I love The Tick in pretty much all its incarnations. I’ve even read some of the original black and white comics which are very notably not for children (essentially harmless in many ways, but some of the jokes are not kid-friendly, like how after first meeting the Tick and Arthur carefully let each other know they both aren’t gay).
Now a second live action version has come around as an Amazon Studios pilot. With enough interest from fans, it could go to series. How was it?
Fun to start, but not quite there yet. The tone this time around is certainly different.
Much like the original version of comics from creator Ben Edlund, this series is not much for kids. There’s some dark humor on display here in places. None of that comes from the title character (more on him in a moment). It actually comes from his sidekick Arthur (Griffin Newman). Arthur here is something more of a wreck than usual, though as a change of pace, the viewer learns he has a last name (“Everest”) and had some nasty childhood trauma as a result of notorious supervillain The Terror (Watchmen‘s Jackie Earle Haley) that most people assume is dead. He may not be. The Terror had, before he was believed killed, murdered the city’s last team of superheroes. And while Arthur searches for proof The Terror is still alive, he comes across a weird new superhero, the Tick.
British actor/comedian Peter Serafinowicz plays the Tick with a not-quite-right American accent that actually works for the character and gives him something of an Adam West vibe. The Tick is still his usual nearly indestructible, very strong self, and one scene shows him basically walk through a hail of gunfire occasionally smacking a criminal trying to kill him while thoroughly enjoying himself. Given what the viewer learns about Arthur, I was almost wondering if the Tick was some kind of weird figment of Arthur’s imagination (he isn’t, well, probably isn’t), but the show’s half hour ends with Arthur getting his moth suit and the Tick more or less moving into Arthur’s apartment.

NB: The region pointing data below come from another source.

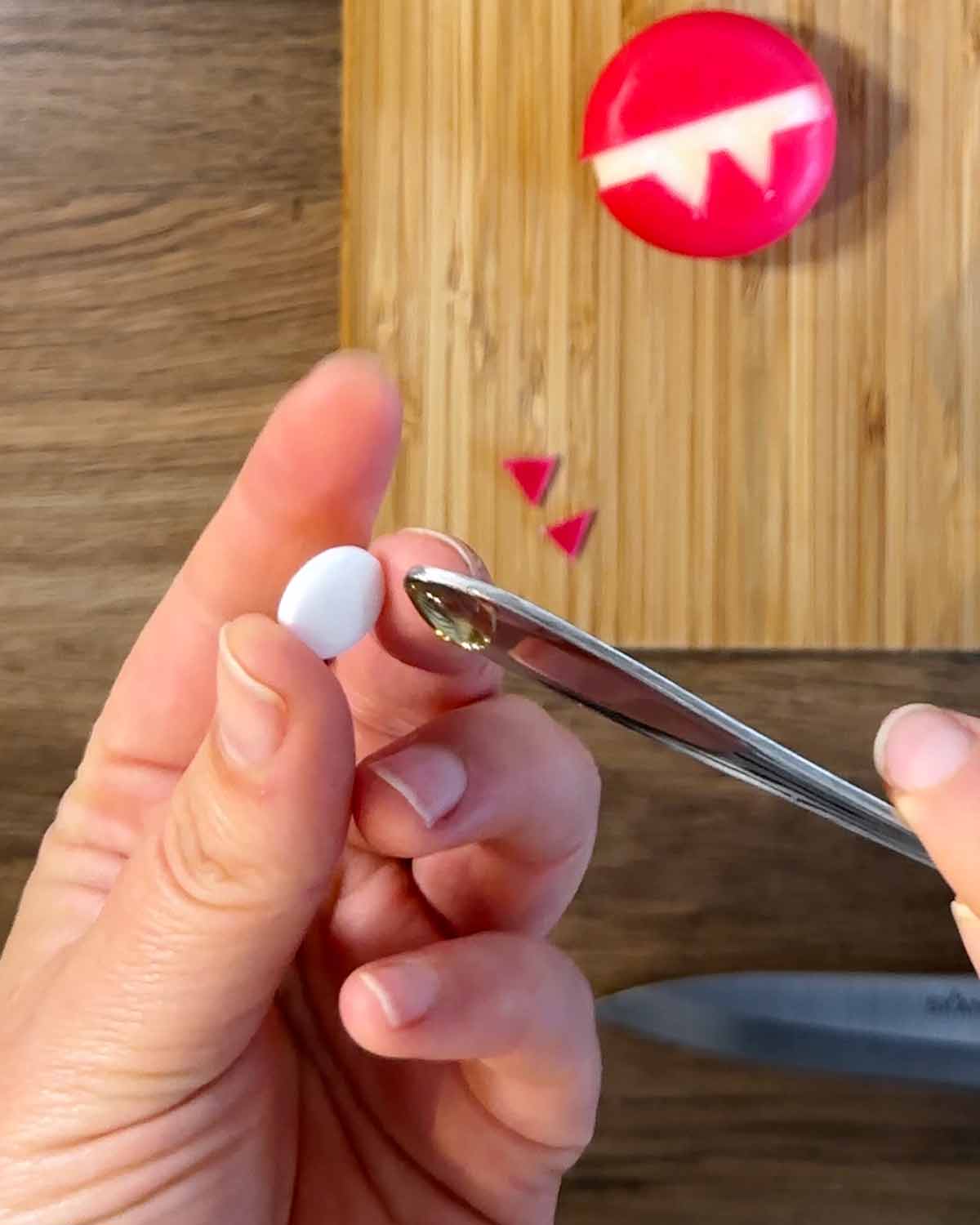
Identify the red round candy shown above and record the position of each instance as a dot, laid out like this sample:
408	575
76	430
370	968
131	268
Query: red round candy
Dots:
710	134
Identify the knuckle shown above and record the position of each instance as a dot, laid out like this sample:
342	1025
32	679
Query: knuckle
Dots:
200	855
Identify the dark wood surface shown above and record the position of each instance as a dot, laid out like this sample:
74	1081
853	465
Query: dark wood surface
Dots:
169	218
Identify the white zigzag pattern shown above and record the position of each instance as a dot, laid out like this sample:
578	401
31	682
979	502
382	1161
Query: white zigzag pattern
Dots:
680	157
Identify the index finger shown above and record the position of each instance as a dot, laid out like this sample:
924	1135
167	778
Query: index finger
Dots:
315	478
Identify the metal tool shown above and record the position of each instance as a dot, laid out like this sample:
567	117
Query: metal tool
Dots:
921	1028
533	644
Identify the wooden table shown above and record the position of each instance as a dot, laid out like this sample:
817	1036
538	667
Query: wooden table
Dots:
169	223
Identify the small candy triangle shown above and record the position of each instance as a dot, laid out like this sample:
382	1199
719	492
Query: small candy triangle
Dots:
571	534
533	474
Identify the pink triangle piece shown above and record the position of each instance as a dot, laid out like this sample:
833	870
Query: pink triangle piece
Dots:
533	474
571	534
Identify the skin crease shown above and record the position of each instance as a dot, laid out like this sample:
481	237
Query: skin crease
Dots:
188	1031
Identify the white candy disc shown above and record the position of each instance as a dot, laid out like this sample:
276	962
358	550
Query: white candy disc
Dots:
333	600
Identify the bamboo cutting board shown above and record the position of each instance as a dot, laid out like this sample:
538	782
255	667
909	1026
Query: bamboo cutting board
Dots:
784	450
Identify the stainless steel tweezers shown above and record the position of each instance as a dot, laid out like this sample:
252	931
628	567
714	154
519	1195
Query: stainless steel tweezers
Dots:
536	644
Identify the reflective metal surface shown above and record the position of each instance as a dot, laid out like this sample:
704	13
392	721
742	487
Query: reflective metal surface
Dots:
920	1028
533	644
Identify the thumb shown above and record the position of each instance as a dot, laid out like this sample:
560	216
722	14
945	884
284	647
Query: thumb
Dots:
930	761
194	941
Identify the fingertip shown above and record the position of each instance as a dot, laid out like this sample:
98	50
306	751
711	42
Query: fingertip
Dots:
920	747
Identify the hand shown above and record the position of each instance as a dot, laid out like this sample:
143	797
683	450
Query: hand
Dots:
223	1000
930	762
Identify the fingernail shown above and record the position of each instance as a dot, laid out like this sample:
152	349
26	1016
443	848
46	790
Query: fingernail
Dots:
433	779
406	990
472	560
250	717
919	747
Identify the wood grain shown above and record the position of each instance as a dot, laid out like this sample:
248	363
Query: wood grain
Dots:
159	288
783	448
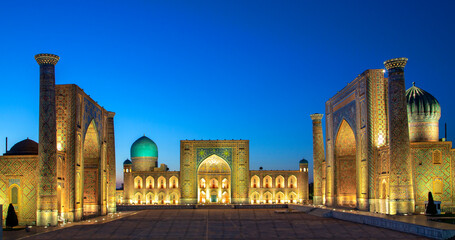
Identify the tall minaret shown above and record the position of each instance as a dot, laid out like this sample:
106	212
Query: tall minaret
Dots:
318	157
47	211
401	197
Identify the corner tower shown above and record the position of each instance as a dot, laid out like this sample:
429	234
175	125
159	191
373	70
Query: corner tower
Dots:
318	157
400	186
47	210
144	154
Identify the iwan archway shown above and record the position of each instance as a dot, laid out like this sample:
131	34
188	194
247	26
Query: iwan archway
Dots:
214	181
91	165
345	160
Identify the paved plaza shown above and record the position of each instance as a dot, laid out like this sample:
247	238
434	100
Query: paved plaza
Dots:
223	224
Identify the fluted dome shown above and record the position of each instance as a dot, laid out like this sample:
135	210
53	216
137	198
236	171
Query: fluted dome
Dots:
144	147
24	147
303	161
424	112
422	105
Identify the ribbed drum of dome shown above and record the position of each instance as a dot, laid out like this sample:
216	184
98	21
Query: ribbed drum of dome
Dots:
424	113
144	154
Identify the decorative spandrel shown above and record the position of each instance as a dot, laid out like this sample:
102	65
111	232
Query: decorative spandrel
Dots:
224	153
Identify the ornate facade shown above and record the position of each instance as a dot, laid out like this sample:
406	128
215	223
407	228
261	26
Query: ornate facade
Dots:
211	172
71	172
383	151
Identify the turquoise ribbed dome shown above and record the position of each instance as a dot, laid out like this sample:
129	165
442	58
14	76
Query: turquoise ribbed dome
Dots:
144	147
422	105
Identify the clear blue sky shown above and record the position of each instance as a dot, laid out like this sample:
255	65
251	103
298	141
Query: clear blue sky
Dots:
252	70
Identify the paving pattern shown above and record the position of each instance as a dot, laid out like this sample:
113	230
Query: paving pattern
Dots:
223	224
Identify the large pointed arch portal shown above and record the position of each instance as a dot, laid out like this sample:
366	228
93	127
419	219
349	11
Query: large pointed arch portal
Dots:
345	158
92	154
214	181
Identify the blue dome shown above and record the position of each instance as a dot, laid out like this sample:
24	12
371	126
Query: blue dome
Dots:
144	147
303	161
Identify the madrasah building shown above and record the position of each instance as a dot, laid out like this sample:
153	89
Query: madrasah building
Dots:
70	174
383	152
211	172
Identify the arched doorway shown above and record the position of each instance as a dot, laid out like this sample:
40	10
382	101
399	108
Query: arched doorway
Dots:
255	198
91	156
267	197
279	198
214	170
345	157
149	198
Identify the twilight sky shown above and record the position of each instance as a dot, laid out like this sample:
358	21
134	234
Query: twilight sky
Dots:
254	70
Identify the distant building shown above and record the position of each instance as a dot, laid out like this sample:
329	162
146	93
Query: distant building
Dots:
211	172
71	172
383	148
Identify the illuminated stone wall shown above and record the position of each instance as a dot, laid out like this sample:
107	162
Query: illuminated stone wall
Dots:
362	106
387	178
433	172
20	172
55	181
318	159
234	152
214	172
275	186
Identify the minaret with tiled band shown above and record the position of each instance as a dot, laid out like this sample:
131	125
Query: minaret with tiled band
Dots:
47	211
318	157
401	197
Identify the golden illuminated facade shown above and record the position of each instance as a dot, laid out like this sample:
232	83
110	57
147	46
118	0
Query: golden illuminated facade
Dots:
211	172
383	151
70	174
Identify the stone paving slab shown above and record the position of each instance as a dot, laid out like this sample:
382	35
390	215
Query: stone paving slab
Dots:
414	224
223	224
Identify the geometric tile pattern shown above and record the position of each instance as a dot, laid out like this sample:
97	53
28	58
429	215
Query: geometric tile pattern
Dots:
47	164
400	181
25	176
318	157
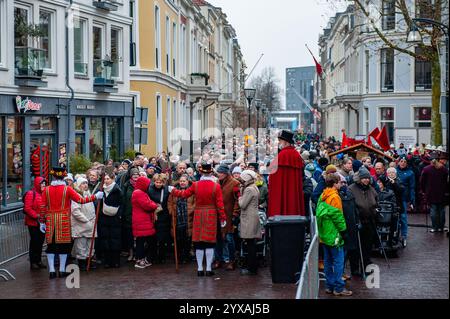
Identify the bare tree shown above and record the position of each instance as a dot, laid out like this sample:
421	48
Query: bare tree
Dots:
268	88
433	38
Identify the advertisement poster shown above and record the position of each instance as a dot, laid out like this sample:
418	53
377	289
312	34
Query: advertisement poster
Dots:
62	155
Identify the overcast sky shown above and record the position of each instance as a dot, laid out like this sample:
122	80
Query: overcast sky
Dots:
279	29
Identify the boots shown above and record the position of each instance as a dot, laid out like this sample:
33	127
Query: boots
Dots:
82	264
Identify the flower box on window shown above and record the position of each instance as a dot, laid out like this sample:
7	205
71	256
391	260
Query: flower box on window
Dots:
29	66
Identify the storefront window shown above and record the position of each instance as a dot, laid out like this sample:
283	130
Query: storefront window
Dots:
114	138
14	159
79	143
79	123
38	123
96	140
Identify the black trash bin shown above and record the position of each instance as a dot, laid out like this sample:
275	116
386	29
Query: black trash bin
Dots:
287	241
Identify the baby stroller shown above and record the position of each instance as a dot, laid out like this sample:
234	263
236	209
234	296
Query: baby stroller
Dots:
261	244
387	227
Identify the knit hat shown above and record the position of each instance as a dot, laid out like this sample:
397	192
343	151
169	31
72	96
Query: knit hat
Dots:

Truth be told, every incarnation of The Tick features a moment where the title character starts breaking Arthur’s stuff to find the (nonexistent) hidden switch to Arthur’s superhero stuff, and this one upholds that tradition. That said, this version is actually a bit darker than previous TV incarnations, but it could prove a ton of fun, so fans like me should hope Amazon orders the show to series based on Prime subscribers’ demand. I’m giving it eight and a half flaming reindeer out of ten. It’s not perfect, but it shows promise and could grow to something fun given half the chance.